Senior guide Chris Gibbs shares his wisdom on mountain bike trail side fixes he has encountered over the years.
Rescuing your ride from the jaws of disaster
No matter how much you TLC you give your beloved bike, mechanical failures can and will happen – it’s just part of the game. Whilst you might not necessarily be able to prevent it happening, it’s a good idea to be better prepared for trailside trouble, especially if you are in the middle of nowhere!
We asked Chris to dig through his guide pack to find out what spares he carries when out in the wilds of Scotland, and give some examples of mountain bike trail side fixes:
“You can’t carry everything all the time, but having some well thought out tools and spares can mean the difference between a great ride and a long walk home!”
1. Carrying Assorted Bolts
When I first started out guiding, I swapped some beers at my local bike shop for a bag of assorted bolts, theses days I salvage as many bolts as I can from used and broken parts.
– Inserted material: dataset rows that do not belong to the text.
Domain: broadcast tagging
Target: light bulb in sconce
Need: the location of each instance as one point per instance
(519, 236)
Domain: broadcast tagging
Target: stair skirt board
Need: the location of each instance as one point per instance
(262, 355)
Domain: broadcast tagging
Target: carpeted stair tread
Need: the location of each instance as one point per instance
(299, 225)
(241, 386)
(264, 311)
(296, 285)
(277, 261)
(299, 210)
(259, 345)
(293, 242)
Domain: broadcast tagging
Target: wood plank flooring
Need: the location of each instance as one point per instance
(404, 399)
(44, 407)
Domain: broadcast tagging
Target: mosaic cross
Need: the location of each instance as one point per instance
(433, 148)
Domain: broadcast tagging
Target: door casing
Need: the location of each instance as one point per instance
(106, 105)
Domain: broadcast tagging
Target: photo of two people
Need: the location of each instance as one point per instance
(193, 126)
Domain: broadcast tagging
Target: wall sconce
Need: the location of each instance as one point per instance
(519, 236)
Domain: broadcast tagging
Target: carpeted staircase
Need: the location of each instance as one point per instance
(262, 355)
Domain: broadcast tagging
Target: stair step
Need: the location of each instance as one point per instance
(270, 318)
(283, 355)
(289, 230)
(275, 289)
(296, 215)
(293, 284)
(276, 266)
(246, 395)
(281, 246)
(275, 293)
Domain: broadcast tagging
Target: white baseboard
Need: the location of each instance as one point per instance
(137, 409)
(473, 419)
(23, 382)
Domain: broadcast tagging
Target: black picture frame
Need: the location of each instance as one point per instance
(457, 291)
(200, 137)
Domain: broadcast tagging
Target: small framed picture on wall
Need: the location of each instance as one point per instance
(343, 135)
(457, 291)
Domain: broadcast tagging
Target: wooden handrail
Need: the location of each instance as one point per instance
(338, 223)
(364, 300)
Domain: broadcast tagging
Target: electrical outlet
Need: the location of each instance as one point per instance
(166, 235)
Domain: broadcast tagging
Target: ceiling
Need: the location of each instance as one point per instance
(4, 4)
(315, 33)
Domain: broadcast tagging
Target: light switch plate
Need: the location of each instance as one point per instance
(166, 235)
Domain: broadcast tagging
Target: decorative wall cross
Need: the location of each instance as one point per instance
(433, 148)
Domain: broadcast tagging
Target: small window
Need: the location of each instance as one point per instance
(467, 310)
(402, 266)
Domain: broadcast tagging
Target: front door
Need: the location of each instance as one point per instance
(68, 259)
They’ve saved me and many others over and over again.
Having a selection of bolts to replace the ones that I’ve seen break or rattle off from experience, or even just knowing what bolts can serve multiple purposes is a good bike hack. I’ve used rotor bolts to fix cleats, small shifter bolts as B tension screws and even removed a bolt from a grip lock ring to replace one in a dropper remote.
Cable ties and duct tape go together like an ice axe and crampons or peanut butter and jam and can get you out of all kinds of trouble. I use them all the time.
I’ve created a fixie after the freehub has failed, zip-tied soles back onto shoes and even used duct tape to help with first aid. Wrapping a good length around a bottle of lube or the shaft of your pump saves space in your rucksack.
3. Tyre Plugs
With tubeless tyres more common these days, snake bite punctures are far less regular, but they will still catch you out! There are also plenty of thorns and sharp rocks out on the trails… The most bizarre puncture I’ve fixed was after finding a fish hook and line, with the float still attached, in someone’s tyre.
Having a selection of different sized tyre plugs makes fixing holes much easier and gets the group rolling again a lot quicker.
I also see a fair few tyre slashes, for this reason I carry cut up toothpaste tubes to boot the tyre, it’s cheap, strong, and easy to carry. Paired with some duct tape it make a perfect tyre boot, I also love the looks I get when I take out a piece of toothpaste tube and start the fix…
4. Quick Links
When the weather is closing in and dinner time is looming chain breaks can be an unwanted faff.
Chain fixing on trail is a whole lot easier when carrying power links, and as a guide I carry a few for different speeds of chain, but having one that’s compatible with your own chain is a must!
5. Seat Post Collar
Whilst dropper posts are becoming more and more reliable, when a hydraulic post fails it’s normally tricky to remedy on the trail. For that reason I carry a RockShox collar which will clamp a few different posts and stop them from dropping.
I also carry a seat clamp – that has earned me many a beer!
6. Gear Cable
Stripping out and replacing a cable on the trail is a sizeable job, when adding some tension to the barrel roll might be enough. In the event that a cable really needs replaced, be it gear or dropper, having one and being efficient with it can make the ride a lot more enjoyable. No one likes dodgy gears or a faulty dropper post!
Most importantly if you’re going to carry cables, keep them dry. Discovering that your replacement cable is corroded won’t win you any friends!
Snapping your mech or hanger is one of the most catastrophic things that can happen out on the trails and can leave you doing the long walk of shame.
By removing the mangled mech and hanger, strapping the cable to the frame, and shortening the chain you can make yourself a ghetto singlespeed which will help you get home.